Diana Shimoni is JDC-ESHEL’s Deputy Executive Director and is in charge of Planning and Development. In this capacity, Diana directs and coordinates ESHEL’s strategic and yearly planning; research & evaluation, training and organizational learning processes.
Prior to her current position, Diana served 3 years as the COO of the International Fellowship of Christians and Jews.
Diana joined JDC in 1992, as part of the JDC-FSU team, serving in various positions. In 1995 Diana relocated to Moscow as JDC representative.
On her return to Israel, Diana joined ELKA, JDC’s Division for Voluntarism and Philanthropy, and Training and Development unit for Senior Officials in Israel’s Public Service. She served there for 10 years and her last position was Philanthropy Area Head.
Diana volunteers as a board member at Paamonim – an NGO acting to improve financial behavior of struggling families in Israel.
Diana earned her M.A. in Business Administration at the Hebrew University. She lives in Jerusalem with her husband and three children.
Preparing local authorities, municipalities, and local governments for 100 years of life
Tal levy is Data & Research referent at JDC Eshel. Responsible for research and data regarding the course of age-friendly cities and the course of belonging and participation in Eshel. Tal works with management, research, institutes and field experts to instill impact-oriented and data driven decision making tools and processes and support strategic research planning and application. Previously he served as Economist at the Ministry of Finance and consultant to the culture and Sports. He has B.A. from the PPE program, Hebrew university of Jerusalem.
Diana Shimoni, JDC-Eshel, Israel
Tal Levy, JDC-Eshel, Israel
The life environment a person acts and moves in has a direct link to their ability to function. Each living space allows us accessibility to different abilities /options: we exercise and visit our family doctor in our neighborhood space, buy provisions and visit a specialist in our city space, enjoy leisure activities and culture in the metropolitan space and enjoy spending time or walking in the rural space. The level of our functionality dictates our ability to easily reach each living space and get from it what we need and want. The more these life spaces are accessible to us, the more we can utilize and preserve our functional abilities. Thus, the importance of the mutual connection, between our functionality and the living spaces surrounding us, is crucial to our optimal aging.
With the advancement of the years our living spaces decrease. The ability to drive independently may be impaired, the dangers of using public transport become more of an inhibiting factor in a person’s life, the ability to walk and spend time outdoor independently decreases.

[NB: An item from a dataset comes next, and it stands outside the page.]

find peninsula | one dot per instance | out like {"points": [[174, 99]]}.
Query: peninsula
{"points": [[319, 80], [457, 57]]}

Thus, spaces in proximity become increasingly more meaningful and essential, in a person’s life. When these spaces are not adaptable to the needs and obstructions of aging, a “vicious” correlation is created between a persons’ functional level, and the narrowing of their living spaces – where the ability to age optimally continually decreases.
Research shows that mobility is one of the main predictive data points for our quality of life. An older adult’s mobility in space is the interaction between his/her ability and environmental conditions. When a person’s ability is high, and their environment is suitable and accessible (offers a variety of options for physical and social activities) then there are optimal conditions to provide an incentive to enhance behaviors that encourage successful aging. On the other hand, if the older adult’s abilities decrease (limited functionality) – minimizing the environmental pressures and obstacles may help preserve their functionality and gain more control over their life.
The local authority is solely responsible for the convenience and safety of moving in the public sphere, it is responsible for: parks, walkways, bicycle lanes, it plans and funds public transportation and many public building and functions. We see that the local authority is in possession of significant tools to design the citizens surrounding space and advance their mobility. We must adjust the space controlled by the local government to suit the unique needs of the elderly: remove obstacles, advance proximity, and increase accessibility of most of the services provided to the entire population.
This shift will focus on developing an operative model for a local authority that advances successful aging through identifying the tools and means to develop solutions that respond to the unique needs of the elderly, removing obstacles and making the spaces accessible to them.
In the conference we will present our approach to developing an Age Friendly City municipal model and its impact on our strategic plan.